Uncle Tillo had helped us when mother suddenly became sicker last month. It was late at night and Uncle Tillo was over at our house talking to father about what we must do next. Mother had already been admitted to hospital a few times and on every occasion her health had improved. That night she was home and it seemed she was better. But some time after midnight, when Uncle and father were discussing her condition in the living room, she started to scream and gasp for breath. It must have been well after midnight. Uncle ran to Doctor Munshi’s house and dragged him out of bed. When the doctor came, she was no longer gasping. Her breaths were shallow, few and far between. He couldn’t save her, it was too late. Her heart had already exploded.

Father was distraught and Uncle made all the funeral arrangements. He organized the priest and bought the wood for the pyre. He held our hands through the whole ordeal.

But who was to know that only a week later Uncle himself would be lying lifeless on a bed of firewood and father would be consoling his family? He never hurt anyone in his life. He didn’t deserve to die. He died for nothing except the greed of intruders who wanted what was not theirs.

They came just before dark. There were eight of them, all Muhajirs. They came armed with knives and batons. They took up positions all around Uncle’s house. Four in the back and two in the front. Then they waited. When night had fallen and everyone was asleep they sawed the padlocks and broke in, violently shaking Uncle awake. They didn’t hurt him at first. They didn’t touch the women either. They only demanded he leave. But Uncle resisted. Then they killed him.

I know they did something to the women. Because Uncle’s wife and daughters escaped and are staying with us now. None of them speak very much and there is a vacant look in their eyes, as though they have seen evil very closely.

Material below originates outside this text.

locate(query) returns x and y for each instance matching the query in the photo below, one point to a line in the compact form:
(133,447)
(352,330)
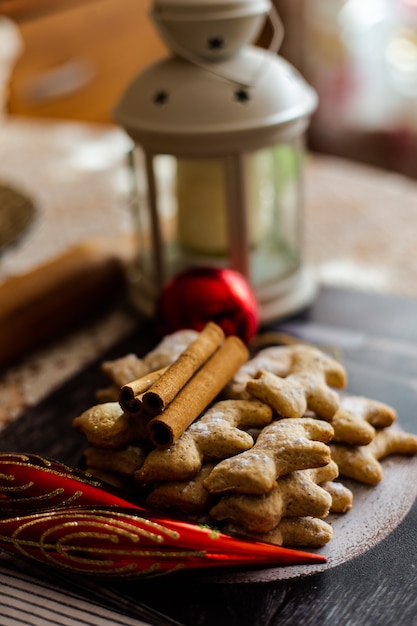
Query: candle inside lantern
(201,199)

All four of them are to leave with us on the train to Bombay in the morning. Father had to bribe the authorities to arrange tickets for them at the last minute.

A few days ago, I asked father where in Bombay are we going to go, where will we stay. We don’t know anyone there. He replied that the government has set up camps for refugees.

Refugees. That is what we will become.

The knife is in front of me. It glistens under this light I am using to write. I don’t know how many I will be able to kill. They have occupied every corner of Uncle’s house. They have a home now, after making others homeless.

But I refuse to be homeless. If they can kill, so can I.

I may not be alive tomorrow when father leaves for the train station. Father will go looking for me when he sees I am not in my bed. He will search everywhere and then he will think I have run away. My only hope is that he leaves as planned. I want my sisters to be safe.

My best friend Ramesh knows what I am about to do. He tried to talk me out of it. He said it was no use, they are too many and now this is their land. His family is also leaving soon. They are waiting for arrangements to be made. I know he will attend to my last rites when he finds my body. He will give me a proper goodbye. He is one of us.

I don’t know if there really is a God even though we have an altar at home and mother used to insist I must stand in front of it daily to pray. I am not afraid of death because if there is a God then I have an answer for when I meet him tomorrow. He will ask me why I have sinned, why I have taken the life of another. And I will tell him then that he is an impotent God. And if possible, I will kill him too.